Heel lance was documented to result in moderate pain, with pain scores ranging from 8.5 to 11.2 (PIPP) in neonates given sterile water and pacifier [4, 8, 30]. We showed that 30% oral dextrose with and without facilitated tucking can reduce the pain score by a minimum of 2–3 points (Table 2). However, the difference in pain scores between the three intervention groups was not statistically significant, suggesting that facilitated tucking with nonnutritive sucking may be as effective as 30% oral dextrose in decreasing signs of pain. This is especially important because the long-term effects of repeated administration of sweet solutions like sucrose and dextrose, specifically on organs such as the brain, liver, kidneys, and skeletal muscle, are still unclear. A study by Johnston et al. showed that repeated sucrose administration effectively decreased pain scores, but higher doses of sucrose (>10 doses per day) were associated with lower scores for motor development, vigor, alertness, and orientation at 36 and 40 weeks gestation [31]. It is not known whether repeated doses of 30% oral dextrose have similar effects. In addition, a recent study in neonatal mice showed that repeated exposure to sucrose led to significantly smaller white matter volumes (corpus callosum, stria terminalis, and fimbria) as well as a significantly smaller hippocampus and cerebellum [32]. Mice pups that received ten daily doses of sucrose, with nonpainful handling, had significantly poorer short-term memory in adulthood [33].

Moreover, the effect of sucrose or dextrose on the gastrointestinal system, starting with the mouth, has not been investigated. Does the administration of sweet solutions for pain alter the oral and intestinal microbiome of the premature infant? Because hospitalized neonates are exposed to 7–17 painful procedures per day [1], leading to potential administration of repeated doses of oral sucrose or dextrose per day, it is important to examine the effect of oral sucrose or oral dextrose on the development of the gastrointestinal microbiome.

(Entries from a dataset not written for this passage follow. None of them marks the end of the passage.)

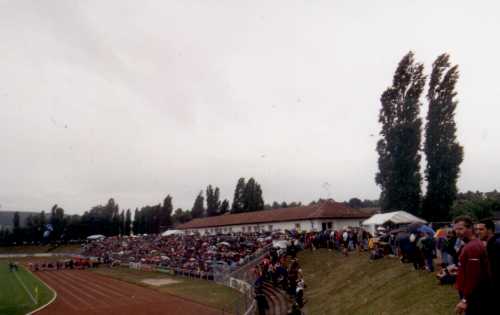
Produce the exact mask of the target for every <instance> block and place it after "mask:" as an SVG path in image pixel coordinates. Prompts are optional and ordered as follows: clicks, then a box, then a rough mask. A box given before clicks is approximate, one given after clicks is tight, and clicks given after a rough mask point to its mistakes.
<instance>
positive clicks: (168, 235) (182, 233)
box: [161, 230, 184, 236]
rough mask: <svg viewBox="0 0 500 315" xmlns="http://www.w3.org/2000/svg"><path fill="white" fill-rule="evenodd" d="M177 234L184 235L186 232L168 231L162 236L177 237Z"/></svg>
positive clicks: (179, 230)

This study’s limitations are largely due to subjects’ GAs, illness severity, and treatment dosage. (1) The mean corrected GA of subjects at the time of study was 31 ± 2 weeks, making the findings not generalizable to neonates that are <29 weeks gestation. (2) Enrolled subjects were clinically stable, as demonstrated by the mean SNAPPE-II score of 17–21, to reduce the effects of illness or tissue hypoxia on purine and allantoin levels. This reduces the applicability of findings to critically ill preterm neonates, considered to have SNAPPE-II scores of 37 and above [34]. An appropriately effective analgesic for critically ill preterm neonates is still not known. (3) This study examined the effects of a single dose of 30% oral dextrose with and without facilitated tucking. Effects of prolonged repeated doses of dextrose on ATP metabolism, oxidative stress, and pain relief are unknown. In addition, effects of sweet solutions on other biochemical markers, such as markers of inflammation, are not known. Further prospective, randomized controlled trials that examine short and long-term effects of 30% oral dextrose are needed.

Conclusions

Our findings show that 30% dextrose is an effective analgesic for preterm neonates experiencing heel lance. Because 30% dextrose, with or without facilitated tucking, decreased signs of pain without altering cellular energy metabolism, it may be a better nonpharmacologic intervention for procedural pain in premature neonates than interventions containing fructose (such as sucrose). Long-term cellular and organ effects of sweet solutions given during the neonatal period are not yet well understood in humans. Further studies are required to investigate these ubiquitously administered analgesics.